Case ID: kan_12/html/0188-01.html
Source: Caselaw Access Project
Author: {"author": "Brewer, J.", "license": "Public Domain", "url": "https://static.case.law/"}
Date Created: 2024-08-24T03:29:51.129683

P. P. Elder and others v. First Nat. Bank of Ottawa and others.
    July Term, 1873.
    1. Equity: Maxims. ■ It is a cardinal principle of equity jurisprudence that he who seeks equity must do equity.
    '2. -: Injunction: Illegal Loan. Accordingly, where a party has borrowed money of a bank, although the loan be one forbidden by law, and the securities, therefore, void in the hands of the bank, the borrower may not, while retaining the money, obtain from the court of equity an order restraining the bank from negotiating the securities, or a decree canceling them and directing their return.
    Error from Franklin district court.
    Peter P. Elder and John Walruff, as plaintiffs, filed their petition ■against the First National Bank of Ottawa, the National Bank of Lawrence, and R. E. Jenness, as defendants, to enjoin and restrain the defendants from transferring certain notes and mortgages, and to ■compel the surrender and satisfaction of said securities, and of certain judgments. The probate judge of Franklin county granted a temporary injunction. The defendants moved to dissolve said injunction, and said motion was heard before Hon. O. A. Bassett, district judge, at chambers, March 8,1873, and sustained, and the temporary injunction dissolved.
    
      J. W. Deford, for plaintiffs in error.
    The defendants’ motion to discharge the injunction stated two grounds,, viz.: (1) That the said the Hon. A. Franklin, probate judge, had no jurisdiction to grant said order; and (2) that no cause ■of action, and no cause for an injunction, is stated in said petition. Judge Bassett discharged the injunction upon the ground that section 239 of the Code is. “unconstitutional and void,” and that, therefore, Probate Judge Franklin had no jurisdiction or power to grant it. This, we contend, was error. The granting of a preliminary injunction is within the sphere of jurisdiction at chambers. Gere v. Weed, 3 Minn. 352, 359, (Gil. 249;) Pitts-burg, Ft. W. & C. Ry. Co. v.
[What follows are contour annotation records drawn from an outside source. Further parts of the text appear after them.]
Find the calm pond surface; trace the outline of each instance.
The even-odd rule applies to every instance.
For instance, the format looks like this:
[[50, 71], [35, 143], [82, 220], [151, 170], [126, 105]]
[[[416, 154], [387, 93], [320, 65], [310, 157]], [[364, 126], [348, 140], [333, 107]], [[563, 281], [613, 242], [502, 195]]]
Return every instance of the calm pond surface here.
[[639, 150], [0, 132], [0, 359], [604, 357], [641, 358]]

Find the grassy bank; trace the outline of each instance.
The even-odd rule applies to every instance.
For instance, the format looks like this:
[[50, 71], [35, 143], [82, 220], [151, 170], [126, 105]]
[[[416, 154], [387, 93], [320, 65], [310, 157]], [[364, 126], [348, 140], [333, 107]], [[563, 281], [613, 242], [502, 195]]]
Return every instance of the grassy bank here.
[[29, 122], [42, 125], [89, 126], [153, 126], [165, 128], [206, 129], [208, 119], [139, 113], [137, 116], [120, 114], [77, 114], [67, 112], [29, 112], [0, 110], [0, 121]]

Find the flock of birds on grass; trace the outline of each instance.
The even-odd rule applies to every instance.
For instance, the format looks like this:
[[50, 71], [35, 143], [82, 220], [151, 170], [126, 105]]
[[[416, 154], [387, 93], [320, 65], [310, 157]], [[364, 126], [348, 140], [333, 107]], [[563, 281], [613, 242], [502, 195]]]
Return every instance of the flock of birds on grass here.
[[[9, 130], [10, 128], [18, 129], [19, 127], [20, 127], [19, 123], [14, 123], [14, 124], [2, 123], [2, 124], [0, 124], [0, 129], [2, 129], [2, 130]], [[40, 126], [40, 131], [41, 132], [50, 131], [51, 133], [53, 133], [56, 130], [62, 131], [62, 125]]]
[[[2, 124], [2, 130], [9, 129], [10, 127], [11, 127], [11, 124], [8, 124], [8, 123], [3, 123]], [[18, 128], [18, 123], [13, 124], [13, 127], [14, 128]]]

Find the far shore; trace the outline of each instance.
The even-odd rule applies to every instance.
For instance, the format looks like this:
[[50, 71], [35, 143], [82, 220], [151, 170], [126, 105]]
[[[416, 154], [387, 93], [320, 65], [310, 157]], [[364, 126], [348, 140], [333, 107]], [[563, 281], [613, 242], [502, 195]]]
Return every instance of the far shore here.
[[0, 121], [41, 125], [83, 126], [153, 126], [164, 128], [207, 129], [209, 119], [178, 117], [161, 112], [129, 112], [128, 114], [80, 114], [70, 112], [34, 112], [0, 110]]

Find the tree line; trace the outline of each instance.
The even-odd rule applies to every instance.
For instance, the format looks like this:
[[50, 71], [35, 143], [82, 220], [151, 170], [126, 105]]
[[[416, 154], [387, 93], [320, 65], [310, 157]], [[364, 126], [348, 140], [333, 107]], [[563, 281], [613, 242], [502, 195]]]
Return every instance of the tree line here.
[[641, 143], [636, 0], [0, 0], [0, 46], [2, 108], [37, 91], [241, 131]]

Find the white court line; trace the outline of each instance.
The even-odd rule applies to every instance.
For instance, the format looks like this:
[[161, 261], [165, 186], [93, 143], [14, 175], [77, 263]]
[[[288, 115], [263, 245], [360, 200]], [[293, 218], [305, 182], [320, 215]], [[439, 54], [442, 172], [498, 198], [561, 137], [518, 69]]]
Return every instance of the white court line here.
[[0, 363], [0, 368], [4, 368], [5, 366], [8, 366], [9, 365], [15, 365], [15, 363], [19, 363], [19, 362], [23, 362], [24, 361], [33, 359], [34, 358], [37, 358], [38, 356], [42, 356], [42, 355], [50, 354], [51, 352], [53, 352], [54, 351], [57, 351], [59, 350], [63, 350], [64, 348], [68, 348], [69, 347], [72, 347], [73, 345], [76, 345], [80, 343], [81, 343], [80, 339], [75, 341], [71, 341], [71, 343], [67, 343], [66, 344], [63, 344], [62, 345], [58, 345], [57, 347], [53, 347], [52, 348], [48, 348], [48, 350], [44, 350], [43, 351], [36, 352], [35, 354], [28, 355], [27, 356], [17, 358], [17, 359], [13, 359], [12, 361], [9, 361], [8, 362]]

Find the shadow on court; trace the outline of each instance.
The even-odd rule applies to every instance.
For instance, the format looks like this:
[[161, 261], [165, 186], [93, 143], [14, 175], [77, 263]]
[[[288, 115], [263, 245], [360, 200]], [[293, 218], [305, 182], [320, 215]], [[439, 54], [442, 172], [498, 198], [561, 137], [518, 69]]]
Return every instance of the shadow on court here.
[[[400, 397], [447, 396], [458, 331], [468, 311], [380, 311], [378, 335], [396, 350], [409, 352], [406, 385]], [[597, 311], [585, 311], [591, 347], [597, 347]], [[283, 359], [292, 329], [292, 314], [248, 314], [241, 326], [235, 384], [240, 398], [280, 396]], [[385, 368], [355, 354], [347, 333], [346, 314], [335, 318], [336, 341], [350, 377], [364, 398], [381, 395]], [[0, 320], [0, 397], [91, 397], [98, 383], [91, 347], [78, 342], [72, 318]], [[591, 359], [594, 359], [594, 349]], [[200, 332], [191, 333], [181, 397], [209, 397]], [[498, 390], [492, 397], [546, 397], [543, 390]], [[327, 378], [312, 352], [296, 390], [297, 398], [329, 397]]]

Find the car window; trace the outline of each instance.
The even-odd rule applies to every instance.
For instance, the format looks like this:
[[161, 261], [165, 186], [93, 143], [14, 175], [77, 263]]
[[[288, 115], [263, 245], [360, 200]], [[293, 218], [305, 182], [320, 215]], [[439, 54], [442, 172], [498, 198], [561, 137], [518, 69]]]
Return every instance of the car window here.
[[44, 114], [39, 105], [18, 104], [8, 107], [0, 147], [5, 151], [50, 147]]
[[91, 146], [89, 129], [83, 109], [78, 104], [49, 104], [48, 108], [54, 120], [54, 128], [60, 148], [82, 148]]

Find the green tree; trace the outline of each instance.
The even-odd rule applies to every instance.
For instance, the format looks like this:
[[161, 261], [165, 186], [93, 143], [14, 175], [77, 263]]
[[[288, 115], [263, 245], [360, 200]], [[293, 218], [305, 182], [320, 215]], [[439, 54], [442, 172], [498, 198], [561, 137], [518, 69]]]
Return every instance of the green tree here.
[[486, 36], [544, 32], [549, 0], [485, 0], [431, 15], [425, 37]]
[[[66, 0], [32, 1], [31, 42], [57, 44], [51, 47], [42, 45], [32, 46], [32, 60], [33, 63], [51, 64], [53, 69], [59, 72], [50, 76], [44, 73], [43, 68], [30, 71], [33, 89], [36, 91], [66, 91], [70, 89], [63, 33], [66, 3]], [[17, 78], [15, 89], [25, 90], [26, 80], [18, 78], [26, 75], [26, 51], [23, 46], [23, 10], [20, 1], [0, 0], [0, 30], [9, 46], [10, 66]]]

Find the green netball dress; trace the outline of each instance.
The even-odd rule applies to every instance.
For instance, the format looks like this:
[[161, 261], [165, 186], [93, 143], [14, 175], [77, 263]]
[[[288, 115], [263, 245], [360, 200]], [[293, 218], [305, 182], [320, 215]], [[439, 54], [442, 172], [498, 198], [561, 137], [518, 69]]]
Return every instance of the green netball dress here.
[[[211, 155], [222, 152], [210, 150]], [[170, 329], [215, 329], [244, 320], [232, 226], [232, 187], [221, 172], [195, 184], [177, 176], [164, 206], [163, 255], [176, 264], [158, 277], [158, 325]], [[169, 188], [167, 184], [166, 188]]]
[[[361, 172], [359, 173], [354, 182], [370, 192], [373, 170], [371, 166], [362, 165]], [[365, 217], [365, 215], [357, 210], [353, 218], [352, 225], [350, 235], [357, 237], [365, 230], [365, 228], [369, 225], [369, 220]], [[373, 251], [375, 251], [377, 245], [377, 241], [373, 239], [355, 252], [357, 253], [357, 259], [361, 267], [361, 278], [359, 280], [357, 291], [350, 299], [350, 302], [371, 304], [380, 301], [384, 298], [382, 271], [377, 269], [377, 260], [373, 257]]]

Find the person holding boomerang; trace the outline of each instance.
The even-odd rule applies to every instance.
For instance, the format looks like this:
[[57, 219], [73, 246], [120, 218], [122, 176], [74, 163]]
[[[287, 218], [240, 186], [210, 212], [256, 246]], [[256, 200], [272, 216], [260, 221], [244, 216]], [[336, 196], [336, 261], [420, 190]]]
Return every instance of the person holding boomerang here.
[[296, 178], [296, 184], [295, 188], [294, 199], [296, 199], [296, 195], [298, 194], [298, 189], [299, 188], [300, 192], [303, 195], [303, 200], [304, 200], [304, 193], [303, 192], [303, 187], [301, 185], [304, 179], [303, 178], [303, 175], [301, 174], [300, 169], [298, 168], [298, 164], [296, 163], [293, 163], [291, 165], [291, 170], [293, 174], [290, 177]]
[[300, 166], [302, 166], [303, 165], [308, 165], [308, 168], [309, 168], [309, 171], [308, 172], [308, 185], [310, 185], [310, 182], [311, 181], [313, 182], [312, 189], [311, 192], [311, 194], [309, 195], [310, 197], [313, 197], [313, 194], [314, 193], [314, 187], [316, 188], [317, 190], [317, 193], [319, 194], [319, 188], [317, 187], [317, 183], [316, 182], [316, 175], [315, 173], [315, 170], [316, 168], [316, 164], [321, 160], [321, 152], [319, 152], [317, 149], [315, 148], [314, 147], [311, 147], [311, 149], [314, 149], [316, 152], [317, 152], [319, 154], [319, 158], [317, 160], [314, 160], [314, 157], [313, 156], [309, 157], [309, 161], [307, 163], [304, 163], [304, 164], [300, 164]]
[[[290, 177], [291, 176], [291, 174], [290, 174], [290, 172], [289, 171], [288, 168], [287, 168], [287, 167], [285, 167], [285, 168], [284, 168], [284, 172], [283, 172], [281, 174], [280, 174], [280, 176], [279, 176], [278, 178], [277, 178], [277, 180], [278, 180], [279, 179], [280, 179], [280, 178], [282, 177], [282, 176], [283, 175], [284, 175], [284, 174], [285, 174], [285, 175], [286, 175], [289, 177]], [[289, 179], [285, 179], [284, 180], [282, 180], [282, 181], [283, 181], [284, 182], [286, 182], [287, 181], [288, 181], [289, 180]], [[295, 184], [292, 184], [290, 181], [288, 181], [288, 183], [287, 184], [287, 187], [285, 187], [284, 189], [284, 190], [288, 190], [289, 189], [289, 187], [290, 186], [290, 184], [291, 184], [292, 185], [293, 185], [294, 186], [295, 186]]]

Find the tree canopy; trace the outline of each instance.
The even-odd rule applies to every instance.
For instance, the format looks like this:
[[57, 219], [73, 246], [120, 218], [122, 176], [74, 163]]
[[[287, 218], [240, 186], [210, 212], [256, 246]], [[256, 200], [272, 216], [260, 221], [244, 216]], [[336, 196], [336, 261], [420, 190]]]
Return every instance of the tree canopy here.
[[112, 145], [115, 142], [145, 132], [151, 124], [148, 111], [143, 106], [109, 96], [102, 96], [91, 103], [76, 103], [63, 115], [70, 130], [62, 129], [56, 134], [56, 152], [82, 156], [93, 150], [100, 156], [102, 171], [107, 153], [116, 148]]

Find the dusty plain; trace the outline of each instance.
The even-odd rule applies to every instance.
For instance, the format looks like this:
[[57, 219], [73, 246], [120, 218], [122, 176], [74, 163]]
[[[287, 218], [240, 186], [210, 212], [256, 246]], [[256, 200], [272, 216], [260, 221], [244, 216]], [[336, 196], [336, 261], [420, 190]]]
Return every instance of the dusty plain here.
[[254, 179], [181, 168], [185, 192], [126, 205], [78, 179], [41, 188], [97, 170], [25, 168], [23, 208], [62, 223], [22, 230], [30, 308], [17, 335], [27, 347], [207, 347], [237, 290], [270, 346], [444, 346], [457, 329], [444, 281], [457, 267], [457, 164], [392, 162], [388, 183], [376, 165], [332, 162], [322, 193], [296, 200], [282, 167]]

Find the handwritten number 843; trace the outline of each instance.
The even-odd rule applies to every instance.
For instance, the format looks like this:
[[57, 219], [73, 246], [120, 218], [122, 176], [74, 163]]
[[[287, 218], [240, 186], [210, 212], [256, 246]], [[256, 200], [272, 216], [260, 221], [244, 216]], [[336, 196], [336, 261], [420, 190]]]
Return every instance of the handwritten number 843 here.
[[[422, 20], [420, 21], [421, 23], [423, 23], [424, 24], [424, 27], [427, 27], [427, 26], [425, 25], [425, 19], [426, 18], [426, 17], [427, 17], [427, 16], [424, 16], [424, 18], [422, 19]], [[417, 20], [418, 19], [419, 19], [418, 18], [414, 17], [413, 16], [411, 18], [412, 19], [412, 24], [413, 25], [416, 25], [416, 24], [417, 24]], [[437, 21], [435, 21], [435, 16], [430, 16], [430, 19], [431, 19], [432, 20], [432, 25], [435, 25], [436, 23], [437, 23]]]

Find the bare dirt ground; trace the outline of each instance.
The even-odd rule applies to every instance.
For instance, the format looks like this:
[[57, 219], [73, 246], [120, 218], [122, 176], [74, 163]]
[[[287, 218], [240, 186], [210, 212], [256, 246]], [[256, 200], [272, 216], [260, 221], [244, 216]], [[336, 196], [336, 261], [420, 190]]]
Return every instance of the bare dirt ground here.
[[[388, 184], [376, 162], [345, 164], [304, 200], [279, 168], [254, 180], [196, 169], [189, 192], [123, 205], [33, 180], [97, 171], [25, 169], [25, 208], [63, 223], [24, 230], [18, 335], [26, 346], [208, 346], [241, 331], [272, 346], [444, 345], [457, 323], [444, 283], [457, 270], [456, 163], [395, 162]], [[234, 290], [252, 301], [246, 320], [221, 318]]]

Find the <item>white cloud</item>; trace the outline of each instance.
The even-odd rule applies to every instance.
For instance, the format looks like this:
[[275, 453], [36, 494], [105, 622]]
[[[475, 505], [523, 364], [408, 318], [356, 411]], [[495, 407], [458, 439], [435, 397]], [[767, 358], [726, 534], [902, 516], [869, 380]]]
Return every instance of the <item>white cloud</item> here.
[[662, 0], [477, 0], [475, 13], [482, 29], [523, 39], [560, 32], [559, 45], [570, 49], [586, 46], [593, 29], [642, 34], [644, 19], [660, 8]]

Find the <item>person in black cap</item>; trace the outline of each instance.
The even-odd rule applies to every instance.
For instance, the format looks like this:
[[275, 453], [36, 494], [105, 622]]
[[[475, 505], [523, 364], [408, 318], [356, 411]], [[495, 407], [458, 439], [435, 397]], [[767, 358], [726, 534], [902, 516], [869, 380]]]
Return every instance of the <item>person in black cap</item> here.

Hurd, 17 Ohio St. 144. The probate court is a court of record. Const. Kan. art. 3, § 8. “The several justices and judges of the courts of record in this state shall have such jurisdiction at chambers as may be provided by law.” Id. art. 3, § 16. There can be no doubt that section 239 of the Code is entirely within the letter of this constitutional provision. But his honor below held (on the authority of Railroad Co. v. Hurd, 17 Ohio St. 144) that the true intent of section 16, art. 3, was to empower the ■“several justices and judges of the courts of record” to exercise such ■“jurisdiction at chambers in oases pending in their respective courts as ¡might be provided by law.” This interpretation reduces that section to an empty and superfluous form, since those magistrates would have had the usual “jurisdiction at chambers,” and such other as might have been “provided by law” in cases pending in their respective courts, without the aid of this “warrant in the constitution.”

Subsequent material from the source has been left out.